Department of Biostatistics, Center for Global Health, School of Public Health, Nanjing Medical University, Nanjing, Jiangsu, China, 211166.
Department of Biostatistics, Center for Global Health, School of Public Health, Nanjing Medical University, Nanjing, Jiangsu, China, 211166; China International Cooperation Center for Environment and Human Health, Nanjing Medical University, Nanjing, China, 211166.
EBioMedicine. 2022 May;79:104007. doi: 10.1016/j.ebiom.2022.104007. Epub 2022 Apr 15.
Virtually few accurate and robust prediction models of lower-grade gliomas (LGG) survival exist that may aid physicians in making clinical decisions. We aimed to develop a prognostic prediction model of LGG by incorporating demographic, clinical and transcriptional biomarkers with either main effects or gene-gene interactions.
Based on gene expression profiles of 1,420 LGG patients from six independent cohorts comprising both European and Asian populations, we proposed a 3-D analysis strategy to develop and validate an Accurate Prediction mOdel of Lower-grade gLiomas Overall survival (APOLLO). We further conducted decision curve analysis to assess the net benefit (NB) of identifying true positives and the net reduction (NR) of unnecessary interventions. Finally, we compared the performance of APOLLO and the existing prediction models by the first systematic review.
APOLLO possessed an excellent discriminative ability to identify patients at high mortality risk. Compared to those with less than the 20 percentile of APOLLO risk score, patients with more than the 90 percentile of APOLLO risk score had significantly worse overall survival (HR=54·18, 95% CI: 34·73-84·52, P=2·66 × 10). Further, APOLLO can accurately predict both 36- and 60-month survival in six independent cohorts with a pooled AUC=0·901 (95% CI: 0·879-0·923), AUC=0·843 (95% CI: 0·815-0·871) and C-index=0·818 (95% CI: 0·800-0·835). Moreover, APOLLO offered an effective screening strategy for detecting LGG patients susceptible to death (NB=0·166, NR=40·1% and NB=0·258, NR=19·2%). The systematic comparisons revealed APOLLO outperformed the existing models in accuracy and robustness.
APOLLO has the demonstrated feasibility and utility of predicting LGG survival (http://bigdata.njmu.edu.cn/APOLLO).

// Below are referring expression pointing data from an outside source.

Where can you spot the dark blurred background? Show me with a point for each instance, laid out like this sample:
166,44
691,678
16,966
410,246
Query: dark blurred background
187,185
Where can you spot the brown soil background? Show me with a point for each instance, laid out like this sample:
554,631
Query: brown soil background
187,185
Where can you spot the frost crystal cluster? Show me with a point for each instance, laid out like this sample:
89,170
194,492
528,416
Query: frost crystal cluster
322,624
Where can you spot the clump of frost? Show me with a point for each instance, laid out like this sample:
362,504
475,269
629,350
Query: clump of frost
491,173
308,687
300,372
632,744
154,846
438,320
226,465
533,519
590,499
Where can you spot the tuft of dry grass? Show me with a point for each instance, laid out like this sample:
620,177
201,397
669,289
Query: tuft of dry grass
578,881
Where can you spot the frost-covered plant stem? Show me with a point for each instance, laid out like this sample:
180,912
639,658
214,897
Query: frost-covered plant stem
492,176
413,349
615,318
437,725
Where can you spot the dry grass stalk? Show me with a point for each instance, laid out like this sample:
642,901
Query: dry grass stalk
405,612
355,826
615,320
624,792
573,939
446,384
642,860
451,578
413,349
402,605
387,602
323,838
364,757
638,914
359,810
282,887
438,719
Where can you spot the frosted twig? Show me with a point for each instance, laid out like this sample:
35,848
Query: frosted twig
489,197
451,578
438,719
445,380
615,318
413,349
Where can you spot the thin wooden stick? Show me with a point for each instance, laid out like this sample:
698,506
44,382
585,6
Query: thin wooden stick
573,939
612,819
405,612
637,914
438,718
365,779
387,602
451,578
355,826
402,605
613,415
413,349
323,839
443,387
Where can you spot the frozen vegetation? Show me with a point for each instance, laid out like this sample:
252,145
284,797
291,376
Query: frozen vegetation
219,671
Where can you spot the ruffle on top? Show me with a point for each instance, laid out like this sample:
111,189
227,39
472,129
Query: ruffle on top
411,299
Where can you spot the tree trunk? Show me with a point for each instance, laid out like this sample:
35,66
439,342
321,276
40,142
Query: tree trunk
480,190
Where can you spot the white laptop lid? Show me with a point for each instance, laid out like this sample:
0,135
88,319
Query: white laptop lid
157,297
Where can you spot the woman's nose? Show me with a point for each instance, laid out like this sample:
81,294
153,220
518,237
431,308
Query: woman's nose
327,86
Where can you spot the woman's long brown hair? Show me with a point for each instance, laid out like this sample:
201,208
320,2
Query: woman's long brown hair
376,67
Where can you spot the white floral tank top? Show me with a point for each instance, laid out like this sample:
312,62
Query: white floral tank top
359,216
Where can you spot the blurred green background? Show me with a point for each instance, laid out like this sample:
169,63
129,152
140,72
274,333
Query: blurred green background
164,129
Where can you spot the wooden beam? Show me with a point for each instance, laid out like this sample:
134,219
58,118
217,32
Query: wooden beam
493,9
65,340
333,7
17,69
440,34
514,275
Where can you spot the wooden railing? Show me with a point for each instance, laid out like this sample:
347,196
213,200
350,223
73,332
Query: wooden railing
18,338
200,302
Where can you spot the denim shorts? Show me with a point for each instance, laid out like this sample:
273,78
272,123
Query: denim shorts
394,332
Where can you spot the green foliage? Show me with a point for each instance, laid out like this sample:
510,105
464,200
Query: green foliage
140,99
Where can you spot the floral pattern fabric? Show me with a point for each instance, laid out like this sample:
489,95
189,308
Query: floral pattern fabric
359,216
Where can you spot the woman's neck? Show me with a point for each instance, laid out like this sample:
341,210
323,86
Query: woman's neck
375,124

National Key Research and Development Program of China (2016YFE0204900); Natural Science Foundation of Jiangsu Province (BK20191354); National Natural Science Foundation of China (81973142 and 82103946); China Postdoctoral Science Foundation (2020M681671); National Institutes of Health (CA209414, CA249096, CA092824 and ES000002).
目前几乎没有准确且稳健的低级别胶质瘤(LGG)生存预测模型,无法帮助医生做出临床决策。我们旨在通过纳入具有主要作用或基因-基因相互作用的人口统计学、临床和转录组生物标志物,开发 LGG 的预后预测模型。
基于来自包含欧洲和亚洲人群的六个独立队列的 1420 名 LGG 患者的基因表达谱,我们提出了一种 3-D 分析策略来开发和验证低级别胶质瘤总生存的准确预测模型(APOLLO)。我们进一步进行了决策曲线分析,以评估识别真正阳性的净获益(NB)和不必要干预的净减少(NR)。最后,我们通过首次系统评价比较了 APOLLO 和现有预测模型的性能。
APOLLO 具有识别高死亡率风险患者的出色鉴别能力。与 APOLLO 风险评分低于 20 百分位的患者相比,APOLLO 风险评分高于 90 百分位的患者的总生存明显更差(HR=54.18,95%CI:34.73-84.52,P=2.66×10)。此外,APOLLO 可以在六个独立队列中准确预测 36 个月和 60 个月的生存,合并 AUC=0.901(95%CI:0.879-0.923)、AUC=0.843(95%CI:0.815-0.871)和 C 指数=0.818(95%CI:0.800-0.835)。此外,APOLLO 为检测易死亡的 LGG 患者提供了一种有效的筛查策略(NB=0.166,NR=40.1%和 NB=0.258,NR=19.2%)。系统比较表明,APOLLO 在准确性和稳健性方面优于现有模型。
APOLLO 已证明具有预测 LGG 生存的可行性和实用性(http://bigdata.njmu.edu.cn/APOLLO)。
国家重点研发计划(2016YFE0204900);江苏省自然科学基金(BK20191354);国家自然科学基金(81973142 和 82103946);中国博士后科学基金(2020M681671);美国国立卫生研究院(CA209414、CA249096、CA092824 和 ES000002)。